Итак, французское слово «decadence” означает «упадок» и использовалась оно поначалу как ругательное по отношению к новым, часто возмутительным с классической точки зрения явлениям искусства. Но, как часто бывает, адепты нового течения подхватили ругательство и превратили его в своё знамя. Так было с «проклятыми поэтами», панками и, конечно же, с декадентами. «Проклятые поэты» — Шаль Бодлер, Артюр Рембо (не путать с Рэмбо), Поль Верлен и другие — упомянуты здесь далеко не случайно, ведь именно они и были певцами декаданса XIX века, декаданса, ещё не видевшего ужасов Первой Мировой Войны. Соответственно, и протест их был направлен скорее против губительного своей пустотой буржуазного самодовольства, глупого мещанского оптимизма.
Первая Мировая Война и носившийся в воздухе дух революции породил совсем других декадентов — это и немецкие экспрессионисты, такие как поэт тоски и печали Георг Тракль, и возникший в нейтральной Швейцарии, в среде бежавших от ужасов войны художников и поэтов дадаизм, и его дальнейшее развитие — сюрреализм.

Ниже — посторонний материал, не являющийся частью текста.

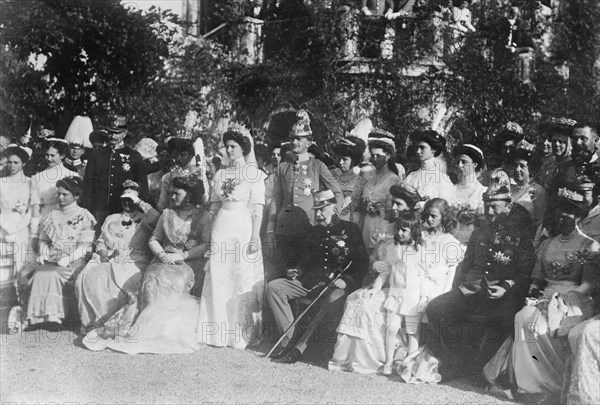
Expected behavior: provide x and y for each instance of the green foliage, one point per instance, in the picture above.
(97, 54)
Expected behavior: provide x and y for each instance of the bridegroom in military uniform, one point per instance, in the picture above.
(106, 171)
(291, 215)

Основатель дадаизма Тристан Тцара в манифесте 1918 прямо говорит: «Если жизнь — это дурной фарс, лишенный цели и изначального порождения, и раз уж мы полагаем, что должны выбраться из всей этой истории чистыми, как омытые росой хризантемы, мы провозглашаем единственное основание для понимания: искусство».

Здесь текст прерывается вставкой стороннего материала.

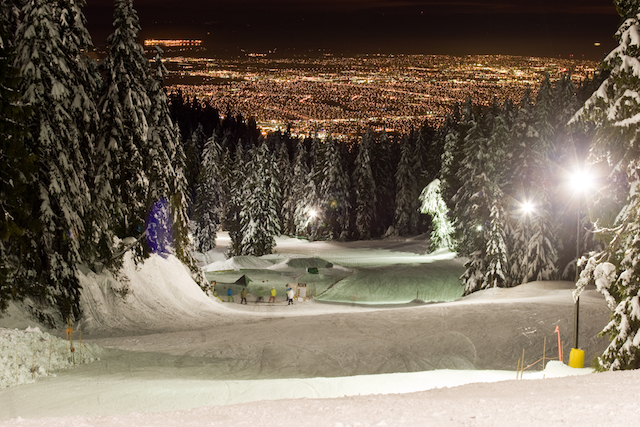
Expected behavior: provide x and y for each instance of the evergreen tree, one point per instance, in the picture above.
(259, 215)
(434, 205)
(162, 141)
(193, 150)
(234, 198)
(121, 181)
(286, 187)
(84, 113)
(542, 255)
(471, 210)
(334, 191)
(180, 215)
(497, 258)
(365, 189)
(615, 109)
(302, 196)
(208, 207)
(47, 86)
(406, 196)
(383, 172)
(17, 175)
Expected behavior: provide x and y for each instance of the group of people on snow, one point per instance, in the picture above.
(290, 294)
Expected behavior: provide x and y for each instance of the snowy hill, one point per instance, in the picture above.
(169, 353)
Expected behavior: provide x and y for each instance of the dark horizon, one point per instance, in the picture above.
(546, 29)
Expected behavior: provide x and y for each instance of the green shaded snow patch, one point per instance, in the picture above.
(30, 354)
(400, 284)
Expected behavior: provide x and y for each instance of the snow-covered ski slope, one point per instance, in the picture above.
(170, 355)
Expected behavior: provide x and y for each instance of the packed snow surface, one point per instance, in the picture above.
(165, 353)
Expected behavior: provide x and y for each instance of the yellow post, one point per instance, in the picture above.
(576, 358)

В России же за полвека сменилось сразу несколько художественных течений, так или иначе причастных к декадансу или воспроизводящих декаденский образ жизни. Началось всё с того, как со сцены ушли демократические писатели 50 — 60 годов, знакомые нам по школьной программе в лице Некрасова, Белинского и других, а также певцы чистого искусства Тютчев и Фет. Их место заняли практически неизвестные современному читателю поэты-декаденты, такие как Семён Надсон. На рубеже веков подводные течения оформились в мощнейшую волну Серебряного века: Сначала на русской почве пышно расцветает заимствованный из-за рубежа символизм в лице Брюсова, раннего Блока, Мережковского и других, а затем на его основе появляется специфически русский акмеизм, созданный Анной Ахматовой и Николаем Гумилёвым.

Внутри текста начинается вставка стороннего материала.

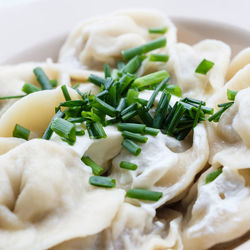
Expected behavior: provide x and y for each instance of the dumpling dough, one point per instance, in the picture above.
(45, 198)
(161, 169)
(101, 40)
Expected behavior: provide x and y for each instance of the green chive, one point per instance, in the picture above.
(152, 45)
(155, 93)
(104, 107)
(42, 78)
(64, 129)
(131, 147)
(158, 58)
(29, 88)
(96, 169)
(134, 136)
(162, 30)
(65, 93)
(21, 132)
(107, 72)
(212, 176)
(204, 67)
(132, 127)
(231, 94)
(97, 80)
(102, 181)
(143, 194)
(151, 131)
(174, 89)
(11, 97)
(150, 79)
(48, 132)
(128, 165)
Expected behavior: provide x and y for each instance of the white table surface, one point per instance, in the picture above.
(24, 25)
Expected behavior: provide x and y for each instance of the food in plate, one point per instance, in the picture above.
(132, 140)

Серебряный век не был бы самим собой без вина, кокаина, запутанных любовных интриг — включая гомосексуальные — и самоубийств. Особенно показателен в этом плане роковой мужчина Серебряного века — Валерий Брюсов, разбивший не одно девичье сердце. В частности, в 1913 году от несчастной любви к нему застрелилась юная поэтесса и подпольщица-большевичка Надежда Львова. Это к тому, что не все большевики были исключительно серьёзными людьми с холодным сердцем и железной волей. Впрочем, самой декадентской партией были эсеры — героизм самопожертвования был доведён у них до эстетического любования смертью. Хорошее представление дают стихи Бориса Савинкова, известные сегодня в исполнении группы «Нагноение».
Достойными продолжателями декадентских традиций Серебряного века были разнообразнейшие направления советской художественной культуры, выросшие в первое послереволюционное десятилетие. Начнём с того, что главный поэт Революции — Владимир Маяковский, никогда — даже в самые радостные минуты футуристического энтузиазма не был чужд декадансу. Последний, доставшийся ему в наследство от Серебряного века был его внутренней самоиронией и, возможно, именно он не позволял Маяковскому превратиться в автора пошлых апологетических агиток, коих при советской власти было немало. Декаданс же и поставил точку в земной жизни Маяковского — сжёгшая его изнутри любовь к Лиличке и смутное разочарование в новом мире привели Маяковского к самоубийству — уместнее сказать даже, к поэтическому сэппуку.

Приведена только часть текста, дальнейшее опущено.